Swiss Re estimates that natural catastrophes and severe weather events around the globe cost the insurance industry $19 billion in the first half of this year, with a further $21 billion of economic impact uninsured. The protection gap is all the more stark in emerging countries: for example Cyclone Idai caused $2 billion in economic loss, only 7% of which was insured. Closing this gap would greatly help in disaster recovery.
Once again Swiss Re draws attention to "secondary peril events" such as torrential rainfall and snowmelt, thunderstorms, heatwaves and dry weather. They estimate that these gave rise to $32 billion of economic losses in H1 2019, of which only $13 billion was insured. Climate change is expected to make these events more frequent: for example heatwaves and dry weather will lead to an increase in wildfires and agriculture losses.

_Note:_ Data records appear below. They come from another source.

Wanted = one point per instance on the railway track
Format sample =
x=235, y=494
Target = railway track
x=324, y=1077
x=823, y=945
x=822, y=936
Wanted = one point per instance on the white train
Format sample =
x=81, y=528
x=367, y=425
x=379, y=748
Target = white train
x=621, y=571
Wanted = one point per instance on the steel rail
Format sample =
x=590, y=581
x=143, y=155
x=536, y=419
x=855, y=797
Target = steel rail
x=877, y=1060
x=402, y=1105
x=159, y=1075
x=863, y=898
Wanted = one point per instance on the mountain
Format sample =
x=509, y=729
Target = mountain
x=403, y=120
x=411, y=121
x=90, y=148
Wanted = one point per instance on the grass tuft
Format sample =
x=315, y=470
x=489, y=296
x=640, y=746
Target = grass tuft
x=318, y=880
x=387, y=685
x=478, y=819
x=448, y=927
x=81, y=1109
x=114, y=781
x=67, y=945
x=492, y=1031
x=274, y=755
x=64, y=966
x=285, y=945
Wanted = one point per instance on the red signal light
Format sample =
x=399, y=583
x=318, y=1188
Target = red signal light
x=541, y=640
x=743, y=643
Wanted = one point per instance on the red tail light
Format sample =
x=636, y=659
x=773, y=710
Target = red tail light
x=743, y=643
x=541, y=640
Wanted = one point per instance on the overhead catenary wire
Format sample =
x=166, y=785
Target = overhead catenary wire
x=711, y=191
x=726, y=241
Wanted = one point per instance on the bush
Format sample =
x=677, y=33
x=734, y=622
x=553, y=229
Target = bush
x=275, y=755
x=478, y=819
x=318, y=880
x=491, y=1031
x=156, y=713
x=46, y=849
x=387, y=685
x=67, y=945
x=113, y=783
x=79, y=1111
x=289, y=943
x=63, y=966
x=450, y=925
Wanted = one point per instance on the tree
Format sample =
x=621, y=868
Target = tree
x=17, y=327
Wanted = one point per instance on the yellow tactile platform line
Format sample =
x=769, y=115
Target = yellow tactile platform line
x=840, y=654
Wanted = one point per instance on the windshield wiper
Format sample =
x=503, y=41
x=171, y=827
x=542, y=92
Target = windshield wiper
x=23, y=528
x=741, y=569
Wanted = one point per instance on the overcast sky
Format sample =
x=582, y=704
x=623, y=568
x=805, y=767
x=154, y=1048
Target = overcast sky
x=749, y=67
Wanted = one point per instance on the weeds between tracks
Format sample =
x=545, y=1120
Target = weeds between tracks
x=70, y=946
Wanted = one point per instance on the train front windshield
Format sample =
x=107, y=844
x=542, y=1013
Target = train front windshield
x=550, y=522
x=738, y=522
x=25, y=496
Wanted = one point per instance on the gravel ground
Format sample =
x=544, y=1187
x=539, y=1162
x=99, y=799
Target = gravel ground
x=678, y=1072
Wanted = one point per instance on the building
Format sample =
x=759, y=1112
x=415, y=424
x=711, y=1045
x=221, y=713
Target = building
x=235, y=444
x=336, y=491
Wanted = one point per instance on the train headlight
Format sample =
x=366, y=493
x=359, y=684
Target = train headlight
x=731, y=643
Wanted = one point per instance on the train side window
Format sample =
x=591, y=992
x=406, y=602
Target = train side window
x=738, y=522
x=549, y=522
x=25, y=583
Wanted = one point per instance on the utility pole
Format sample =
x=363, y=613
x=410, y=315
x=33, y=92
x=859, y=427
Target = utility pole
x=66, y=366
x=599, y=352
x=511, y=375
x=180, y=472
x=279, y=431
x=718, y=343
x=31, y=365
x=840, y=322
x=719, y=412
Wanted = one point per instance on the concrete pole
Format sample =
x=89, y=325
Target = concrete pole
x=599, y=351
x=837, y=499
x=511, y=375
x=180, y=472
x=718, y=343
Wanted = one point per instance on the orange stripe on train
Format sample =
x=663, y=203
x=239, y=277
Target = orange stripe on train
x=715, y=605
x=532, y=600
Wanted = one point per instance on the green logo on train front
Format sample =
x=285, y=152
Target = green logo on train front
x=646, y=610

Society will need to adapt to this volatile "new normal", and the forthcoming flagship report from the Global Commission on Adaptation will provide authoritative guidance on that topic. Insurance has a key role to play, including parametric (index) cover which we covered in a report last year.
The experience of the first half of this year has once again exposed the existing protection gap issues in emerging countries. For example, cyclone Idai showed just how fragile African coastal communities are. And in India, cyclone Fani inflicted widespread damage and large uninsured losses.